Oscar Nominations 2013: Why 'Zero Dark Thirty' Shouldn't Win Best Picture
They say a police is only as good as informants, which means we ain’t about shit. -- The Wire
Zero Dark Thirty, the controversial movie depicting the manhunt for Osama Bin Laden, is one of the frontrunners for Best Picture at the Oscars this year. The critics loved it, but many commentators have criticized the movie for its numerous torture scenes and the links it draws between “enhanced interrogation techniques” and finding Bin Laden. However, a closer viewing reveals a far more ambiguous portrayal of the effectiveness of torture as well as the manhunt itself. Zero Dark Thirty should have been a detective story, instead it felt more like a chaotic prelude to a 30-minute Call of Duty mission.
The movie opens with audio from 9/11, before putting us into the field with Maya, a CIA operative taking part in her first interrogation. Through the first half of the movie, Maya and her colleagues jet-set around the world beating on captured Al-Qaeda operatives, tying them with ropes and forcing them to lie in filth. In the world of Zero Dark Thirty, this is one of the key parts of their job. But, interestingly enough, they get the name of Bin Laden’s courier not from a torture session, but from a bit of psychological gamesmanship afterwards.
Over the course of the next decade, the movie follows an investigation that proceeds in fits and starts. In one scene, the Islamabad section chief berates Maya and her team for failing, reminding them that no one else will find Bin Laden. But what exactly qualifies them to be the lead investigators for a Saudi Arabian fugitive hiding out in Pakistan? Wouldn’t someone with a lifetime of experience in that part of the world be better than people who looked like they caught the last flight from Washington, D.C.? I don’t want someone who had done “nothing else” leading the search for Bin Laden; I want someone who can have coffee in an Islamabad cafe without people trying to kill her.
In a conventional manhunt, police exhaustively search through the family, friends, and associates of the fugitive, trying to find patterns in terms of where they could be hiding. The CIA, on the other hand, doesn’t seem to have a good grasp of who Bin Laden’s associates are. In the movie, their entire plan revolves around rounding up any Al-Qaeda operative they can find and beating Bin Laden’s location out of them like candy from a piñata. That may explain why it took them 10 years to find someone who had been hiding in plain sight the whole time.

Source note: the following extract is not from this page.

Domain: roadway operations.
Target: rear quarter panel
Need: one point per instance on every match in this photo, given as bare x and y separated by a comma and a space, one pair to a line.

As it turns out, Bin Laden was holed up in a compound in Abbottabad, 1 mile away from Pakistan’s version of West Point. Abbottabad is a resort city, that, according to Wikipedia, “is known throughout Pakistan for its pleasant weather, high-standard educational institutions and military establishments.” The ISI, Pakistan’s intelligence service, received billions of dollars from the U.S. government to aid in the fight against Al-Qaeda all while bin Laden was hiding, literally, in their backyard. That’s why the U.S. attacked the compound under the veil of absolute secrecy, risking a serious international incident. They suspected someone on the inside knew.
After all, someone must have. Someone with a lifetime of connections within the Pakistani government, maybe someone with kids who went to school with Bin Laden’s or had connections in a mosque with Taliban sympathizers. They would have heard something. At the very least, they would have known where to look. We didn’t need to re-write the Geneva Convention to find Bin Laden; we needed an informant in the ISI.
In one memorable scene, one of Maya’s CIA friends is killed while trying to set up a meeting with a doctor that had been planted in Al-Qaeda by a Middle Eastern government. Unfortunately, the whole thing turned out to be an Al-Qaeda counter-intelligence operation, resulting in a number of dead Americans. The CIA should have been running its own moles in the tribal areas of Afghanistan and Pakistan, not depending on intermediaries. That’s what spy agencies are supposed to be doing.
Perhaps the most frustrating scene occurs when Bin Laden’s courier is finally tracked to the compound. The White House wants more intelligence before they launch an attack, but the CIA can’t give it to them. Sorry, they say, everyone in Guantanamo has a lawyer. Maya, meanwhile, maintains a silent vigil outside her boss’s office, counting the number of days without an attack.
Strangely enough, at no point in those 100+ days does it occur to anyone to do some actual police work. Who owns the compound? When did they buy it? Who did they buy it from? Do any of these people have Al-Qaeda connections? None of these questions are ever asked. Of course, it is just a movie. It’s hard to imagine the CIA didn’t have those answers. The real question is why the producers, and their sources in the Pentagon, chose to highlight some parts of the investigation over others.
The great irony of the climax is that capturing a fugitive is the least interesting part of an investigation. The Navy SEALs who stormed Bin Laden’s compound are true heroes, but Al-Qaeda has never, and will never, be able to defeat American troops on the field of battle. In exalting Zero Dark Thirty, we’re making the same mistakes we’ve made in Afghanistan, Iraq, Libya and countless other places in the last decade. We’ve shown the world that we’re pretty good at killing people, but what exactly has it gotten us in the last decade?